Blick über den Biebricher Schlosspark auf das Biebricher Schloss (Mai 2005)
Der Biebricher Schlosspark
Blick über den Biebricher Schlosspark auf das Biebricher Schloss (Mai 2005)

Anfang des 18. Jahrhunderts ließ Fürst Georg August Samuel von Nassau-Idstein am Rheinufer in Biebrich einen kleinen Lustgarten anlegen. Als er den Barockarchitekten Johann Maximilan von Welsch mit dem Bau des Lustschlosses beauftragte, legte dieser ab dem Jahre 1708 auf der Rückseite des Schlosses auch einen symmetrisch ausgerichteten Barockgarten an. Auf der gegenüberliegenden Seite des Schlosses wurde das Gartenrechteck von einer halbrunden repräsentativen Orangerie begrenzt. Von deren Rückseite verlief eine Kastanienallee nach Norden in Richtung Wiesbaden, die noch heute erhaltene so genannte Dicke Allee. Fürst Karl von Nassau-Usingen ließ im Jahre 1738 die Orangerie abbrechen, um den Garten nach Norden hin zu erweitern. Der ursprüngliche Barockgarten war damit vollendet.
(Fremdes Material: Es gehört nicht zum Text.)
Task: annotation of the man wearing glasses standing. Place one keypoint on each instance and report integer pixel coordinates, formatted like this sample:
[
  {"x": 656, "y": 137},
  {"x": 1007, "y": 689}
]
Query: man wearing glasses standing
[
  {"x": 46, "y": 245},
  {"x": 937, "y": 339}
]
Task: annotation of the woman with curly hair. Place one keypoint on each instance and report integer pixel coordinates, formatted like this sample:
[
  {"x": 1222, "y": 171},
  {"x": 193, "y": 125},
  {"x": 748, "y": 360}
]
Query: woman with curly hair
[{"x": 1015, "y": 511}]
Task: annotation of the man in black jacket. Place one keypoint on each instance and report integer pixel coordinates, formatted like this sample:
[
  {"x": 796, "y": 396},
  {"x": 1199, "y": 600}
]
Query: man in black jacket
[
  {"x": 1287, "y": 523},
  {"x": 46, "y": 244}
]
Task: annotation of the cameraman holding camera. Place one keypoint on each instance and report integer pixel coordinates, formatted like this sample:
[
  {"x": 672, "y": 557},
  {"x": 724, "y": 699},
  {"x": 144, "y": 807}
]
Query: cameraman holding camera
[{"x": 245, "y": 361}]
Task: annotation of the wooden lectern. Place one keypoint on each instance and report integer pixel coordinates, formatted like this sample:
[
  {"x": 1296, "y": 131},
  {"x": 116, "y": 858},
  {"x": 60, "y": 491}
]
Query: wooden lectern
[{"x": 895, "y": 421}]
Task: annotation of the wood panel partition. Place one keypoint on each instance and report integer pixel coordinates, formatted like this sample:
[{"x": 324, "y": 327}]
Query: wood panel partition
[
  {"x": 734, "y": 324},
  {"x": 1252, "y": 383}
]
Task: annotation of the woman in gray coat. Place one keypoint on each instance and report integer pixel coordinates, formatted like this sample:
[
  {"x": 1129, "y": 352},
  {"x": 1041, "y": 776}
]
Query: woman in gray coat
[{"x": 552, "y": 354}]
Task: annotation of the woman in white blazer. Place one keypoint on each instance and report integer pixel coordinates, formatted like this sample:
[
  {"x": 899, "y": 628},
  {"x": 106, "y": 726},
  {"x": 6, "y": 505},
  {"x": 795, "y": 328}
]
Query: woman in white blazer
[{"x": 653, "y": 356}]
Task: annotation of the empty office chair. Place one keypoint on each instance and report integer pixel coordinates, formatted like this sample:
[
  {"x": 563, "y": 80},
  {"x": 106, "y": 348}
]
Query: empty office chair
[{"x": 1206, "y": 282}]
In der Folgezeit treten häufiger naturhafte Elemente der Gartengestaltung in den Vordergrund. Herzog Friedrich August von Nassau ließ Anfang des 19. Jahrhunderts die Mosburg (dazu unten mehr) umgestalten. Das Jahr 1817 markiert einen großen Einschnitt in der Geschichte des Biebricher Schlossparks: Herzog Wilhelm von Nassau beauftragte den bekannten Gartenarchitekten Friedrich Ludwig von Sckell, den Garten in einen Englischen Landschaftspark umzuwandeln. Friedrich Ludwig von Sckell hatte zu diesem Zeitpunkt bereits u.a. den Schwetzinger Landschaftsgarten, den Garten von Nymphenburg sowie den Englischen Garten in München geschaffen. Ein Englischer Landschaftspark zeichnet sich durch eine Abkehr von der Formstrenge barocker Gärten hin zu einer möglichst ursprünglich wirkenden Naturlandschaft aus.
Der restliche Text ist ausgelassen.